|Chart 1 is a wrapper for SHELXS and the CCP4 Program Suite that creates (density modified) MIR(AS) or MAD 2 maps suitable for density fitting. 3 The starting point is MIR(AS) data sets. Chart terminates with what it considers to be an optimal density modified map. Chart has a minimalist GUI, which should be suitable for novice crystallographers and hopefully can be easily integrated with ccp4i. 4 Chart incorporates a ``divide and conquer'' procedure to optimize various parameters, such as resolution limits or best solvent content.|
The procedure of creating an initial map from MIR(AS) or MAD data is beset with traps for the novice crystallographer (and others not so novice). This program attempts to remove the drudge and pitfalls of heavy atom structure solution. I am aiming for a 90% success rate (i.e. Chart finds an acceptable map for at least 90% of soluble cases). Chart may create a final map that is worse than an experienced SHARP user could create. But it will create it much quicker.
Chart first uses the Patterson overlap method implemented in SHELXS to find initial heavy atom positions, running over various resolution ranges (typically more than one would do ``by hand''). Acceptable SHELXS solutions are then exhausively refined with MLPHARE. Atoms that refine well are combined. A cross-phased difference Fourier is synthesised and peaks checked to search for other derivatives. The solutions are then combined and the phases passed to DM. DM parameters are optimised for the best map. 5
One needs to specify:
Figure 1: Chart main widget
As you would expect for a program that solves structures, Chart uses many programs of the CCP4 Program Suite. Most heavily used is MLPHARE.
Chart creates conventional csh ``com'' and ``log'' files for programs in the CCP4 suite, so that it makes it easy to see what is going on with the refinements and so that you can tweak the refinement after Chart has finished (e.g. by adding, for example, new derivative sites or reducing the solvent content). Chart may not infallibly get all parameters correct.
Chart comes in two parts (at the time of writing). chart.scsh is code for the Scheme shell, scsh, and chart.stk is code for the GUI written for STk 6 (Scheme with Tk extensions). Hopefully soon I will be able to integrate the two by using guile, a Scheme interpreter with both scsh shell and Tk extensions. You will of course need both STk and scsh if you wish to use the interpreters, but binary distributions 7 for various sytems will be provided on the web site, for those wishing to avoid these compilation/installation steps.
The current implementation of chart runs CCP4 programs single-threadedly in the foreground. However, Chart can be changed to submit multiple jobs to remote processors 8. Chart is intensely parallelizable. Basically speed is proportional to the number of nodes or processors. I imagine that one could solve typical 50kD proteins in less than 5 minutes with 10 or so nodes i.e. processors).
The execution time is dominated by the time taken to run the CCP4 programs.

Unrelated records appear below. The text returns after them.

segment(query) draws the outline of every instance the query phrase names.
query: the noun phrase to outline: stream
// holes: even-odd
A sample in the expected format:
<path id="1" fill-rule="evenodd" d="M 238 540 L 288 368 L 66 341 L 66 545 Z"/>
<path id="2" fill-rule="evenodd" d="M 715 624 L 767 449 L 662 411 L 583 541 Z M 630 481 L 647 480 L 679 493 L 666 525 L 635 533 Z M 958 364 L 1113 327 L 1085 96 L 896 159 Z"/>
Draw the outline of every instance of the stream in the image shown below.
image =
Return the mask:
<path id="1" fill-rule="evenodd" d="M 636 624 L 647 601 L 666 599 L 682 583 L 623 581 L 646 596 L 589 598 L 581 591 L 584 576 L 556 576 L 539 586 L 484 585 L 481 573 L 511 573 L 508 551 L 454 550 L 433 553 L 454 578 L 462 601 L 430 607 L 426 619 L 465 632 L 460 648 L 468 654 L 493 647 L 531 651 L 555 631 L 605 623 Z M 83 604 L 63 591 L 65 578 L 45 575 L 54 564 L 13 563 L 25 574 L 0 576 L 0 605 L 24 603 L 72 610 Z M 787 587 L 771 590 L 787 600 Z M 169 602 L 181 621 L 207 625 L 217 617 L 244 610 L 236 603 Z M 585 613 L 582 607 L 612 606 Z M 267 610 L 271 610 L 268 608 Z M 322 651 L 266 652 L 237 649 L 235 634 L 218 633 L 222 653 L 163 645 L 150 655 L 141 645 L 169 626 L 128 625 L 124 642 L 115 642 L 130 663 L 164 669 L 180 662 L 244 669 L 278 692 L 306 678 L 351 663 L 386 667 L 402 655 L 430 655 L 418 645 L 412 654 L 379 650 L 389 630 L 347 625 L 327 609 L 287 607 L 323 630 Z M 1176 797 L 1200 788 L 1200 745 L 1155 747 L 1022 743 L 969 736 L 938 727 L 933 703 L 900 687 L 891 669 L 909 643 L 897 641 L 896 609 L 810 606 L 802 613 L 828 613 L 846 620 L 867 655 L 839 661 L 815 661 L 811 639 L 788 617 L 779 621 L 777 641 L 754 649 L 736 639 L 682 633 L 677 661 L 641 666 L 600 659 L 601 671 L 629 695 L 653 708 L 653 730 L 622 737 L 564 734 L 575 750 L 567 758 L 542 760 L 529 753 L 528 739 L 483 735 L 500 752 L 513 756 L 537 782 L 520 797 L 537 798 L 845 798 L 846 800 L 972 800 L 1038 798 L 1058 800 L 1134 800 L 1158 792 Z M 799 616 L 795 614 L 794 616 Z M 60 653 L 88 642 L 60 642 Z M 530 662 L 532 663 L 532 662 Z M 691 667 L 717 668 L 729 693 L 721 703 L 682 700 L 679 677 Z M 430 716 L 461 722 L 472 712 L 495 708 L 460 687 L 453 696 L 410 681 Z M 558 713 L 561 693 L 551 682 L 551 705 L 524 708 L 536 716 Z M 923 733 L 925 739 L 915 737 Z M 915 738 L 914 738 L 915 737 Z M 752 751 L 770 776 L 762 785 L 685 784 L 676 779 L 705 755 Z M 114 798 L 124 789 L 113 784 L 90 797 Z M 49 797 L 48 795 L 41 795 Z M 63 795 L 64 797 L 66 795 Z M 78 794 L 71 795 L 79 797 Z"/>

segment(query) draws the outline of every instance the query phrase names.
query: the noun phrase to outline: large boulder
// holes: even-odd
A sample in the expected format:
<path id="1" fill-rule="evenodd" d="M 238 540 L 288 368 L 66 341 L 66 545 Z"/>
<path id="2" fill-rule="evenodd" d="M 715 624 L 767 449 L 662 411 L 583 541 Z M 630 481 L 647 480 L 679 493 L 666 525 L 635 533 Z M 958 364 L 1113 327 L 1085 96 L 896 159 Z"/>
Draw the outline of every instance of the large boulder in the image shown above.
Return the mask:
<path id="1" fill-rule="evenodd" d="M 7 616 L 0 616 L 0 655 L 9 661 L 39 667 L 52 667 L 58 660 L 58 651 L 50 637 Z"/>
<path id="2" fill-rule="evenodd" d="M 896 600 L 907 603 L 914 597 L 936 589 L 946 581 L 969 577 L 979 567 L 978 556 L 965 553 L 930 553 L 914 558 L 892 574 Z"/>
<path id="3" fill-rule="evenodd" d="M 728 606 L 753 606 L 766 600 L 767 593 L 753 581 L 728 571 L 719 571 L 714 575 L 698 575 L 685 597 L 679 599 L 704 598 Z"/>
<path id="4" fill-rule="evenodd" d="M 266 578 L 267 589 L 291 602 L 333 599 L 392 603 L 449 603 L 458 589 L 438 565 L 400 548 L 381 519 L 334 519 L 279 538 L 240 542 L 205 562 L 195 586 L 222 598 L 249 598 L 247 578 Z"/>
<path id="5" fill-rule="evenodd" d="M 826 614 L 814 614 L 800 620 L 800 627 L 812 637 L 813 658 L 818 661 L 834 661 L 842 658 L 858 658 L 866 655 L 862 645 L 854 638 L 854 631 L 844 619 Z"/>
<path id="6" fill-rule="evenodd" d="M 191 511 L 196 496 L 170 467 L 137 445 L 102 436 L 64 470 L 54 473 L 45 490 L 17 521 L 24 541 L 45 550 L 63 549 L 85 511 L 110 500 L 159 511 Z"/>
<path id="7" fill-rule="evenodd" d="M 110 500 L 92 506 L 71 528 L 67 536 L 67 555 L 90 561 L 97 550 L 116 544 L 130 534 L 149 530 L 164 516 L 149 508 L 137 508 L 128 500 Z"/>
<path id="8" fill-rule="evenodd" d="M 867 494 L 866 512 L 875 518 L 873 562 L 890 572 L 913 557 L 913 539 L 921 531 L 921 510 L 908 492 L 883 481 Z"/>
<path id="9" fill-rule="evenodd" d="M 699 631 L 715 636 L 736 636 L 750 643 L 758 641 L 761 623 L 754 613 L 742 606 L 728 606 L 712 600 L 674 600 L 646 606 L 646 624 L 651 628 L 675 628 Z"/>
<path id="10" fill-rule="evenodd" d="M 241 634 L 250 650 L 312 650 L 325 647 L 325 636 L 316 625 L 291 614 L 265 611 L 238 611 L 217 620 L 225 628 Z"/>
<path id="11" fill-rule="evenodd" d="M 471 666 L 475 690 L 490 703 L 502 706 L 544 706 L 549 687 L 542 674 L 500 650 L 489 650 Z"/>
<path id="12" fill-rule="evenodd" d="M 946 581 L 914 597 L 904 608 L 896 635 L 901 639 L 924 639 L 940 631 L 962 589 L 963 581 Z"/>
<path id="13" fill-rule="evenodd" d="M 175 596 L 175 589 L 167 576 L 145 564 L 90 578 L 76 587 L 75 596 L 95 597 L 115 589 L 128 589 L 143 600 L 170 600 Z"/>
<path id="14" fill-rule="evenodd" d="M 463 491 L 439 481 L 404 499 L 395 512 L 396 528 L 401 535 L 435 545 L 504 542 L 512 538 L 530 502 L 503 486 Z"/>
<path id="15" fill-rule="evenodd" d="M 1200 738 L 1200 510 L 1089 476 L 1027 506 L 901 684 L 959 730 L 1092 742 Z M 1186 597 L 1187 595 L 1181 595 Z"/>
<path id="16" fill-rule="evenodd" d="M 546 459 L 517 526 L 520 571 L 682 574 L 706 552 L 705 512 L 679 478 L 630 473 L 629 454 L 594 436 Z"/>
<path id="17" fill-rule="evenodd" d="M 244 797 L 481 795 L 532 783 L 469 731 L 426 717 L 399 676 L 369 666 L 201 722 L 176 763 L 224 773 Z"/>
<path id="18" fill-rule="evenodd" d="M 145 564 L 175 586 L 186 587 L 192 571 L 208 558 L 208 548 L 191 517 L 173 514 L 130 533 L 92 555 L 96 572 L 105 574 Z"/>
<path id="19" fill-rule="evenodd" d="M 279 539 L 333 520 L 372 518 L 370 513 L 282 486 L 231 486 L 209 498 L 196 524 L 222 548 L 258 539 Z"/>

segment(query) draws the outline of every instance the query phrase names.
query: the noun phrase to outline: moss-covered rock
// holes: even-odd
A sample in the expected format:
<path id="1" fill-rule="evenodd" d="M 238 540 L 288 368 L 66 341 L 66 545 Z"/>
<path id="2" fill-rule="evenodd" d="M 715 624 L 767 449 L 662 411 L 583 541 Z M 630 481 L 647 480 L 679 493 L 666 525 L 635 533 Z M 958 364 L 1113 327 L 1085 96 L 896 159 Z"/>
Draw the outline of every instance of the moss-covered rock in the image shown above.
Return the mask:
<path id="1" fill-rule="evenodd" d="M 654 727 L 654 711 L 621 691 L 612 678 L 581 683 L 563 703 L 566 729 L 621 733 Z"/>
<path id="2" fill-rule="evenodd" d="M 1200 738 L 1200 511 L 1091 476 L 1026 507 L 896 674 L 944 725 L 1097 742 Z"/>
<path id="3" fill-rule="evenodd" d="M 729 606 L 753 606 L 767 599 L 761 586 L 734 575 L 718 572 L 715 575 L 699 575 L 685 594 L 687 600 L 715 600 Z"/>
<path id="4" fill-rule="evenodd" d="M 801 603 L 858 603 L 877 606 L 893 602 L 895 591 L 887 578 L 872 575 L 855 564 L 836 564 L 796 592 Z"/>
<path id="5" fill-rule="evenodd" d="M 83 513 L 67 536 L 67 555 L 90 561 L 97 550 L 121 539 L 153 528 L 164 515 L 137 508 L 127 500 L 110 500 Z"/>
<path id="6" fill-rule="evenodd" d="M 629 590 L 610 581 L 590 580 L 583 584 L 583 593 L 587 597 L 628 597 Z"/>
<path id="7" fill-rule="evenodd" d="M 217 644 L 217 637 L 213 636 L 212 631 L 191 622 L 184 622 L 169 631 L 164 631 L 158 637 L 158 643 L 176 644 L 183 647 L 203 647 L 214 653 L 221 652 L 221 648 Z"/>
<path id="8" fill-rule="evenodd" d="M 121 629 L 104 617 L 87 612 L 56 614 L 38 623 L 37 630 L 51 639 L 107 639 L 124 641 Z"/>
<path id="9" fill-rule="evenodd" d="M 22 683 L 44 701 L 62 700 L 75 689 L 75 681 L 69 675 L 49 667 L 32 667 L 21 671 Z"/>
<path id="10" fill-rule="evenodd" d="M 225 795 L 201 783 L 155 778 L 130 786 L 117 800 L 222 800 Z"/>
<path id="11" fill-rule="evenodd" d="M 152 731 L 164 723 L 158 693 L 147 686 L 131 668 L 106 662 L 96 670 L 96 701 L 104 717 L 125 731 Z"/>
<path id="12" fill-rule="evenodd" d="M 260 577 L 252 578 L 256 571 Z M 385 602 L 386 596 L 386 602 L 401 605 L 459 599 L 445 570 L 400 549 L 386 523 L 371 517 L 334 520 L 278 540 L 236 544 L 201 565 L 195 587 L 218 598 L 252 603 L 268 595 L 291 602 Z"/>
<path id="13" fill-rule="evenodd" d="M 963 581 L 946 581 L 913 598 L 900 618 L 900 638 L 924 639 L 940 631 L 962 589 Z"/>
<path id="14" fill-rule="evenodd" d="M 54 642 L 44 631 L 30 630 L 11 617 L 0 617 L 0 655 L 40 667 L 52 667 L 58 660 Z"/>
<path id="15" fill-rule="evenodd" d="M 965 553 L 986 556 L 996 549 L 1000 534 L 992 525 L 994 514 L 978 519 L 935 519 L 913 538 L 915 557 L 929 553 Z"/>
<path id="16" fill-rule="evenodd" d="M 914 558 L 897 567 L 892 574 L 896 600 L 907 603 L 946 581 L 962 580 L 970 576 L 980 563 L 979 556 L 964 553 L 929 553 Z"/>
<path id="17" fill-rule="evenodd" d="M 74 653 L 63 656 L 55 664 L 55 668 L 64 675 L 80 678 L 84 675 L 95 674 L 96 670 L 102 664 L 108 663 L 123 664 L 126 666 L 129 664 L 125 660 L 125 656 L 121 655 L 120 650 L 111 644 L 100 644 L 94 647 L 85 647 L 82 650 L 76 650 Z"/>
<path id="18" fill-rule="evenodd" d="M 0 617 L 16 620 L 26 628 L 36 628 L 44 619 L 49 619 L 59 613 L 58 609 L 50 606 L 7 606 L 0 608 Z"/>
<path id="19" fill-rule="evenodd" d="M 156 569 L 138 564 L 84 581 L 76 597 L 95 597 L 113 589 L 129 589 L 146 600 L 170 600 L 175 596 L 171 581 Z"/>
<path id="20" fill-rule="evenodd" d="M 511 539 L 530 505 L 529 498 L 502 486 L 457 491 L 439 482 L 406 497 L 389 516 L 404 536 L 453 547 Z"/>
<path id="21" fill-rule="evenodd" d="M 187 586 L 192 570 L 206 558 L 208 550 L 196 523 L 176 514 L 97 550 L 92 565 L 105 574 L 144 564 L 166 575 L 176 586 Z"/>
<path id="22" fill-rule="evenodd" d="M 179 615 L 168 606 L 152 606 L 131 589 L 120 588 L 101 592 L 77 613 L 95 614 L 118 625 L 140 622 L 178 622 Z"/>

The time spent in the shell is trivial in comparison.
|Shikimate Kinase||19KD||P41212||Dimer in AU||1hr 50 minutes|
|MIP-1 alpha||7.8kD||P3121||38 minutes|
Table 1: Sample execution times. Calculations performed on single processor, single node 333MHz Pentium II processor, running RedHat Linux 5.0, using CCP4 Program Suite 3.4 compiled with GNU Fortran 0.5.24-19980804 g77.
I have not tested the program with MAD data, although I hope to soon. Some changes will be needed of course, but largely the procedure remains unchanged. I need to include an interface to rantan and revise.
Chart is copyright Paul Emsley and is released under the GNU GPL. It will be available for free.
At the time of writing, Chart has not been released to the general public. It may have been by the time you read this however, but I don't want to release a first version that is very broken. See the web site for more details and updates:
1 The name ``Chart'' has a rather contrived expanded form: Characterising Heavy Atoms and Refining Them, it is also the latinization of (Xartes), the Greek for ``maps''.
2 Not at the moment.
3 In the style described in the article in CCP4 newsletter 35 by L.M. Urzhumtseva & A.G. Urzhumtsev (see http://www.dl.ac.uk/CCP/CCP4/newsletter35/tcltk_software.html).
4 The CCP4 GUI, work in progress.
5 Will be, that is.
6 STk is free software and scsh is available for free to academics but companies pay (although I believe this licence is changing).
7 I use GNU/Linux to develop Chart, which probably means that that system will be best supported.
8 These remote machines must have the same directory (typically $CCP4_SCR) at the same mount points (but that's a natural consequence, if one uses automount).